Autonomous technology made consistent progress in the agriculture segment than in the automobile industry or in the technology industry. It could be because of the simplicity involved in the tasks of farming. Not that the tractor that is currently developed can do all the tasks. It eases the difficulty of a farmer who has to do both plowing and handling the tech at the same time. Instead, with this self-driving tractor, they can do the other tasks while the tractor keeps driving on its own without the need for human intervention. John Deere has been able to develop many such technologies in the farming industry over years. Where they offer auto-steer systems which use GPS which can guide tractors and autosteer the vehicle.

Development of the machine

Deanna Kovar, vice president of production and precision ag production systems at John Deere announced by saying, “This is not a demo. It’s not a concept machine. It’s something we’ve had in the field with farmers for years and will be taking to production in fall,”

Further, Kovar added, “We’re not going from no-tech all the way up to an autonomous machine. John Deere’s AutoTrac solution has taken the job of steering in the field out of the operators’ hands for almost 20 years now.”

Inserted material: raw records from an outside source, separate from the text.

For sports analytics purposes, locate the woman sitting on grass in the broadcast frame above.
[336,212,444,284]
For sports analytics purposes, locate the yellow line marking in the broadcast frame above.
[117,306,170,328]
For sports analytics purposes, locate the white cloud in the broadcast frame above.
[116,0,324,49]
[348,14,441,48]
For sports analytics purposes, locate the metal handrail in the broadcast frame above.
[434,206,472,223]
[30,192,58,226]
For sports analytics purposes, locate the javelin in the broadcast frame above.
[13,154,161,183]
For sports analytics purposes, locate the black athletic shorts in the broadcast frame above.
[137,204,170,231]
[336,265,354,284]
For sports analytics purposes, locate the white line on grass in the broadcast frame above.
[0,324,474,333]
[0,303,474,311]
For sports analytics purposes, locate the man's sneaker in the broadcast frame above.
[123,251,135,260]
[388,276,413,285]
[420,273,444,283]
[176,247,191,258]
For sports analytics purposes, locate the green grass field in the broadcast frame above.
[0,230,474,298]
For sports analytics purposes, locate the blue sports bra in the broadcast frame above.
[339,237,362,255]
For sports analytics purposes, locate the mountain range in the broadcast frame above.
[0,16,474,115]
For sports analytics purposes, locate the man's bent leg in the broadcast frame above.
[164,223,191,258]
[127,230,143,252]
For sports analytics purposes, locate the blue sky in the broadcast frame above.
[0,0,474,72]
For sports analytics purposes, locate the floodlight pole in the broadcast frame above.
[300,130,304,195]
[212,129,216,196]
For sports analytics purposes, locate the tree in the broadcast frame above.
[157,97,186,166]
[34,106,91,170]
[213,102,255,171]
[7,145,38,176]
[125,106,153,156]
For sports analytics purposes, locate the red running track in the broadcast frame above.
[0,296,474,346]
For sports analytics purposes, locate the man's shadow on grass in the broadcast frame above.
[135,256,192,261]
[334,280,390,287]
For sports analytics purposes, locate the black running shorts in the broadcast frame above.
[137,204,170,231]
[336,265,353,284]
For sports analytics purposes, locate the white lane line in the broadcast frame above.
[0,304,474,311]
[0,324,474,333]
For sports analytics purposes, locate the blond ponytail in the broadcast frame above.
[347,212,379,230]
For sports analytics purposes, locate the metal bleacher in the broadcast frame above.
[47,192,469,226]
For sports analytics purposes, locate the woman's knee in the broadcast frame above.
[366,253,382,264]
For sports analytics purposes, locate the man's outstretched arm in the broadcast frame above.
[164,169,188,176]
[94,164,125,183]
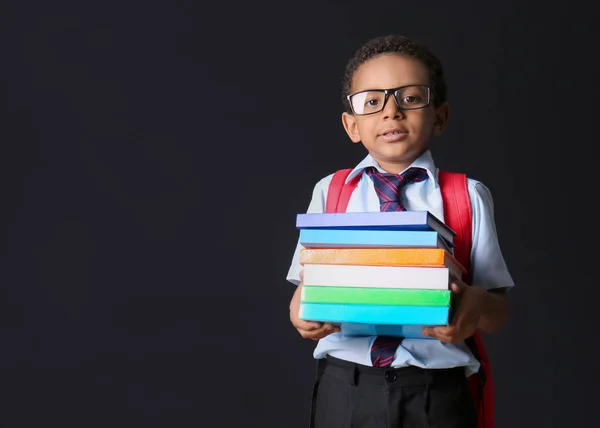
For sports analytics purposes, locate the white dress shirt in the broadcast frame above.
[286,150,514,376]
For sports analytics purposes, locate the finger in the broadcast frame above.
[292,318,323,331]
[306,323,340,340]
[426,329,455,343]
[421,326,456,339]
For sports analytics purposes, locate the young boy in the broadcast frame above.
[287,35,514,428]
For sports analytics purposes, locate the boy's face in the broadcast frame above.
[342,54,448,173]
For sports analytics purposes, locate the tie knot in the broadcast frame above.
[367,167,428,211]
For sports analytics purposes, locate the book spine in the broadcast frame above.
[300,229,441,248]
[299,303,449,325]
[303,264,450,290]
[300,285,451,306]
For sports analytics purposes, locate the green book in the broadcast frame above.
[301,285,452,306]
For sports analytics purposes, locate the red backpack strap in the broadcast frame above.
[325,169,361,213]
[438,171,495,428]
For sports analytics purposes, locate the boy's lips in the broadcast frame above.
[379,128,408,141]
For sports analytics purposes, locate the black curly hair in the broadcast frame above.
[342,34,447,113]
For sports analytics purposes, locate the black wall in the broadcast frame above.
[0,1,600,428]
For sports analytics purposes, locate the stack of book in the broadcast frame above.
[296,211,465,338]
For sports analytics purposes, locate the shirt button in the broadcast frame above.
[385,372,398,382]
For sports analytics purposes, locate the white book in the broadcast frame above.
[304,264,450,290]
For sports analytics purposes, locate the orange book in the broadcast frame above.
[300,248,466,279]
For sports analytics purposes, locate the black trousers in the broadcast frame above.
[310,357,477,428]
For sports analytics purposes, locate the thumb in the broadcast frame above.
[450,282,462,294]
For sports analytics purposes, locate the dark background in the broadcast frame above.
[0,1,600,428]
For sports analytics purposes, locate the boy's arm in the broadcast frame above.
[423,281,508,343]
[423,180,514,343]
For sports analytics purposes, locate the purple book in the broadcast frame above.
[296,211,456,242]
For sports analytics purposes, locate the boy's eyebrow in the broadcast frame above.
[352,83,431,94]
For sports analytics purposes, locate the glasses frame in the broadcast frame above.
[346,85,435,116]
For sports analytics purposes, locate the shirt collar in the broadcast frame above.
[346,150,437,185]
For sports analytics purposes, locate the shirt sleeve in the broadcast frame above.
[468,179,514,290]
[286,174,333,285]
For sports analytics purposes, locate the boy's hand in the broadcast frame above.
[290,271,340,340]
[422,280,486,343]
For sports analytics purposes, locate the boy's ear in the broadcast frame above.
[433,102,450,135]
[342,112,361,143]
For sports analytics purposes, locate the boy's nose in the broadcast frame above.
[383,95,404,118]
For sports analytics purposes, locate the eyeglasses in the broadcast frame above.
[346,85,432,115]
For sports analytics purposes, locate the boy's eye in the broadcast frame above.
[402,95,421,104]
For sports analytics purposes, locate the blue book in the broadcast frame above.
[300,228,453,253]
[299,302,450,325]
[296,211,456,242]
[339,323,437,340]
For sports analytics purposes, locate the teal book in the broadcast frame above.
[299,302,450,325]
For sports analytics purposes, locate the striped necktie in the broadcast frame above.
[367,167,428,367]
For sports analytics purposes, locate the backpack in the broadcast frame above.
[325,169,495,428]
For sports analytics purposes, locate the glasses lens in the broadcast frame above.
[350,91,385,114]
[394,86,429,110]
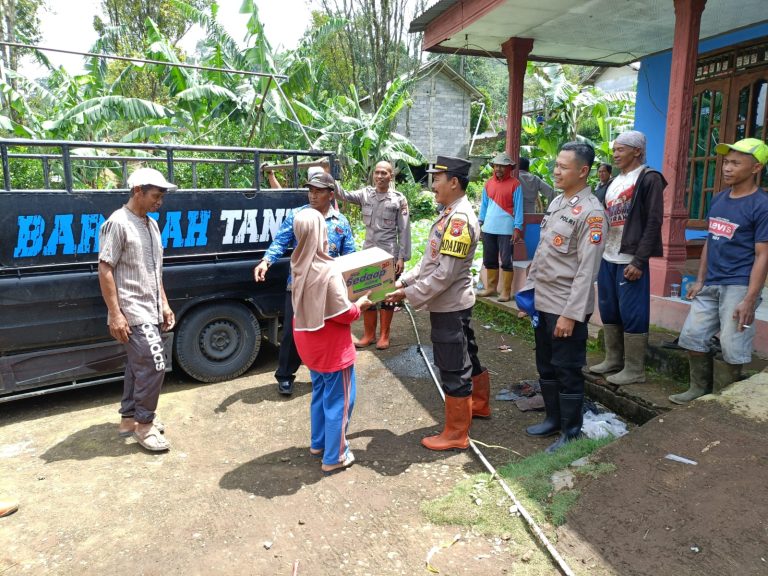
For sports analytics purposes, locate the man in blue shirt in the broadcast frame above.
[253,172,355,396]
[669,138,768,404]
[477,152,523,302]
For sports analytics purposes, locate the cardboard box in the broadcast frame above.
[335,248,395,303]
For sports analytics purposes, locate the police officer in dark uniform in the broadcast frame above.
[518,142,607,452]
[387,156,491,450]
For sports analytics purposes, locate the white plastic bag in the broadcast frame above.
[581,412,627,440]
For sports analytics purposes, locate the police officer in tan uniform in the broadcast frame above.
[521,142,607,452]
[387,156,491,450]
[337,161,411,350]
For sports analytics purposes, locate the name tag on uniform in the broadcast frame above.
[440,214,472,258]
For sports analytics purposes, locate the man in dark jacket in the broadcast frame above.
[589,130,667,385]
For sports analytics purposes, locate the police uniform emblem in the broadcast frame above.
[440,214,472,258]
[587,216,603,244]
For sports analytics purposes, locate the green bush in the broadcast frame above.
[397,182,436,221]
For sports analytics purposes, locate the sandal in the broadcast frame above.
[133,426,171,452]
[117,420,165,438]
[323,450,355,476]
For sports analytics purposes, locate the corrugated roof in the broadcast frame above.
[410,0,768,66]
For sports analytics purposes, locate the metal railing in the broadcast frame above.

The autonomy kit by John Deere includes six pairs of stereo cameras that capture a 360-degree view around the tractor. his input is then analyzed by machine vision algorithms, which spot unexpected obstacles. Kovar says, “All [farmers] need to do is transport [their tractor] to the field, get it set, get out the cab, and use their mobile phone to ‘swipe to farm. And every eight hours, they return to give it fuel and move it from field to field.”

If there is an obstacle or an issue with the tractor that is detected, the system is such that a third-party contractor will first get the notification. After checking if the alarm is false or major, the farmer is notified then. This process ensures that the farmer can continue with their tasks as planned unless there is a major issue with the self-driving truck.